En entrevue, le président et directeur général de Simple Malt, René Huard, confirme avoir bien produit les bières pour Les 2 Frères, mais estime que c’est plutôt lui qui a été lésé dans cette histoire puisque Triani devait s’assurer de distribuer les boissons. M. Huard affirme que Simple Malt aurait été prise avec un stock de bière à écouler elle-même, alors que Triani aurait pris le contrôle de la facturation.

Simple Malt Brasseurs réclame plus de 440 000 $ à Triani dans sa réponse à la poursuite initiale de Triani.

« Mon entreprise, dit-il, c’est mon fonds de pension », dit René Huard.

Selon M. Huard, la situation est d’autant plus triste qu’elle touche des gens qui ont énormément investi en temps et en argent pour monter et faire prospérer leurs entreprises.

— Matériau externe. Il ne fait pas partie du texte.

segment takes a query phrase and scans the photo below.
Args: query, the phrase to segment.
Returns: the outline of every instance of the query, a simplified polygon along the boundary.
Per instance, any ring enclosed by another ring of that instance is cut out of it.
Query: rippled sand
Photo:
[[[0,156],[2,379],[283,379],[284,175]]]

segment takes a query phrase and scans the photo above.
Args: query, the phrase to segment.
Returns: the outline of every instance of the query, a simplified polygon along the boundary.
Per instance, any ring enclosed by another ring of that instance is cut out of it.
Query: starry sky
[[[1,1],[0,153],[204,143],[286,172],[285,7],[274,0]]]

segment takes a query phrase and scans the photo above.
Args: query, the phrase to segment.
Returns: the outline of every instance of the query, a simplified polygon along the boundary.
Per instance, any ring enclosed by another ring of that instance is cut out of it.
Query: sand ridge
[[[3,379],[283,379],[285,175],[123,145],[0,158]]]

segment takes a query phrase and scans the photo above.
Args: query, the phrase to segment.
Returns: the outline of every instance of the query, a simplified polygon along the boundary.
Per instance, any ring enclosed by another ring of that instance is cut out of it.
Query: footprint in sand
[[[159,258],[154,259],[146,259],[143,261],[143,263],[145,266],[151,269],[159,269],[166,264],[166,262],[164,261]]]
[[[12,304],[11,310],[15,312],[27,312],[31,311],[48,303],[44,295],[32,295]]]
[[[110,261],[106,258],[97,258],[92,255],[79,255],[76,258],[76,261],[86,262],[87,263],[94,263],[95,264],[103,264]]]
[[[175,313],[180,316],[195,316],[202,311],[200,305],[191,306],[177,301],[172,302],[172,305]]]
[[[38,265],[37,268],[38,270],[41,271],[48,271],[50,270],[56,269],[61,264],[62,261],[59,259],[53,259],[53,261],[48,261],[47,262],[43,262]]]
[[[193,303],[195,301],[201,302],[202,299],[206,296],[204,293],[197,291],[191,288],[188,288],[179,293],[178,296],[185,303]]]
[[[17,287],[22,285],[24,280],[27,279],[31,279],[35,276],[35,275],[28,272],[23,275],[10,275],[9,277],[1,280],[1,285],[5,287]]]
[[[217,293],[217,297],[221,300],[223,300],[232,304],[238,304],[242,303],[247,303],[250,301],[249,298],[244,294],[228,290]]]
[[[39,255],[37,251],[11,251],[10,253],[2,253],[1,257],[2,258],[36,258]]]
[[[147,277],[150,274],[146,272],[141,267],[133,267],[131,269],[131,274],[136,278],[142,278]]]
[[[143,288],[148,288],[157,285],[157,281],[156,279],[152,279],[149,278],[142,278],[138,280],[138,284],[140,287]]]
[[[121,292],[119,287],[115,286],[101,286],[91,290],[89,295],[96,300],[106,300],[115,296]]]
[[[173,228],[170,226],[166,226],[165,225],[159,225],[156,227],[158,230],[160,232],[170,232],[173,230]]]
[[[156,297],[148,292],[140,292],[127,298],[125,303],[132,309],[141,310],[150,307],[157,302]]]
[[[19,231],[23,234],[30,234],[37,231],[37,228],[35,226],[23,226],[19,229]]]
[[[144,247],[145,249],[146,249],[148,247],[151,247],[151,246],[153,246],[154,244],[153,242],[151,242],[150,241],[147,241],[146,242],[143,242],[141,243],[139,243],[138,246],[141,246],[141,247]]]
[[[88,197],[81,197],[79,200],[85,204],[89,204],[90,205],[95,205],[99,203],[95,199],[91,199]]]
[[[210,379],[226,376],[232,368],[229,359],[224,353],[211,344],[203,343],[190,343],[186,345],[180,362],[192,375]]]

Les deux parties devraient se croiser au tribunal, le mois prochain, puisque dans ce cas, il n’y a pas d’entente à l’amiable en vue.

Le Groupe Triani en bref

  • Vin Triani a été fondé en 2014.
  • Vin Triani embouteillait au départ du vin italien, vendu dans les dépanneurs et les épiceries. Le groupe a toujours ses locaux d’embouteillage à Saint-Jean-sur-Richelieu et poursuit ses activités, notamment avec la gamme Evazione.
  • Il possède des permis de brasseur, de distillateur, de fabricant de vin et de cidre de la Régie des alcools, des courses et des jeux du Québec, ainsi qu’un permis d’entrepôt de bière pour plusieurs emplacements.
  • En 2018, le groupe rachète Solar, qui fait faillite. Solar (aussi appelé Blue Spike) comptait les marques Baron, Octane et Mojo ainsi que le produit malté Four Loko, retiré des tablettes en 2017, car il contenait plus d’alcool que le taux affiché.
  • Il met aussi la main sur la brasserie Les 2 Frères, qui fabrique les produits Hickson et Charles-Henri.
  • En 2022, Triani fait l’acquisition du groupe Glutenberg, dans lequel la Caisse de dépôt et placement du Québec a investi 2,5 millions en 2017. Le groupe comprend les brasseries Oshlag et Vox Populi, ainsi que le distributeur Transbroue.